Re: frequent lockups in 3.18rc4

From: Chris Mason
Date: Thu Dec 04 2014 - 10:31:42 EST


On Thu, Dec 4, 2014 at 10:22 AM, Dave Hansen <dave.hansen@xxxxxxxxx> wrote:
On 12/03/2014 09:49 PM, Linus Torvalds wrote:
On Wed, Dec 3, 2014 at 7:15 PM, Chris Mason <clm@xxxxxx> wrote:

One guess is that trinity is generating a huge number of tlb
invalidations over sparse and horrible ranges. Perhaps the old code was
falling back to full tlb flushes before Dave Hansen's string of fixes?

Hmm. I agree that we've had some of the backtraces look like TLB
flushing might be involved. Not all, though. And I'm not seeing where
a loop over up to 33 pages should matter over doing a full TLB flush.

What *might* matter is if we somehow get that number wrong, and the loops like

addr = f->flush_start;
while (addr < f->flush_end) {
__flush_tlb_single(addr);
addr += PAGE_SIZE;
}

ends up looping a *lot* due to some bug, and then the IPI itself would
take so long that the watchdog could trigger.

But I do not see how that could actually happen.

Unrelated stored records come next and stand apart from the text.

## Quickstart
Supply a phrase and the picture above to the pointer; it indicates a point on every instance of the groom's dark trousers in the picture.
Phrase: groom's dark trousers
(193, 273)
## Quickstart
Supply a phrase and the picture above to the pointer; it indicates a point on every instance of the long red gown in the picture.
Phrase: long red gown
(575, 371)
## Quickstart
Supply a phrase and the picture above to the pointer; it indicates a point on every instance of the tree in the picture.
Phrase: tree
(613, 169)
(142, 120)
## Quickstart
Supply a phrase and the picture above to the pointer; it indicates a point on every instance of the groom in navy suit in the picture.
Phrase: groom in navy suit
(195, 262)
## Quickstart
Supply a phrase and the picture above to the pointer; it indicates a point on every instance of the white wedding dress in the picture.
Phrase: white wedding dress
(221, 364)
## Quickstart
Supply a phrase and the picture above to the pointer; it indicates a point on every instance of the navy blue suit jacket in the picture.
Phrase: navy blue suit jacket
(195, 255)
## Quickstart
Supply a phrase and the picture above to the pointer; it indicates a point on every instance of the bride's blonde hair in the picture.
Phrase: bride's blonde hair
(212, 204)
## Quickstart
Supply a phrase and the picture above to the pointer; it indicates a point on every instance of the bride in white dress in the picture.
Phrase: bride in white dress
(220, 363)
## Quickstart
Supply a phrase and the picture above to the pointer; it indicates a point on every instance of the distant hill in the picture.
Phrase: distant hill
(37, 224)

As far as I can tell,
either the number of pages is limited to less than 33, or we have that
TLB_FLUSH_ALL case.

Do you see something I don't?

The one thing I _do_ see now is a missed TLB flush is we're flushing one
page at the end of the address space. We'd overflow flush_end back so
flush_end=0:

if (!f->flush_end)
f->flush_end = f->flush_start + PAGE_SIZE; <-- overflow

and we'll never enter the while loop where we actually do the flush:

while (addr < f->flush_end) {
__flush_tlb_single(addr);
addr += PAGE_SIZE;
}

But we have a hole up there on x86_64, so this will never happen in
practice there. It might theoretically apply to 32-bit, but this still
doesn't help with the bug.

Oh, and the tracepoint is spitting out bogus numbers because we need
some parenthesis around the 'nr_pages' calculation.

Yeah, I didn't see any problems with your changes, but I was hoping that even a small change like doing 33 flushes at a time was pushing Dave's box just over the line.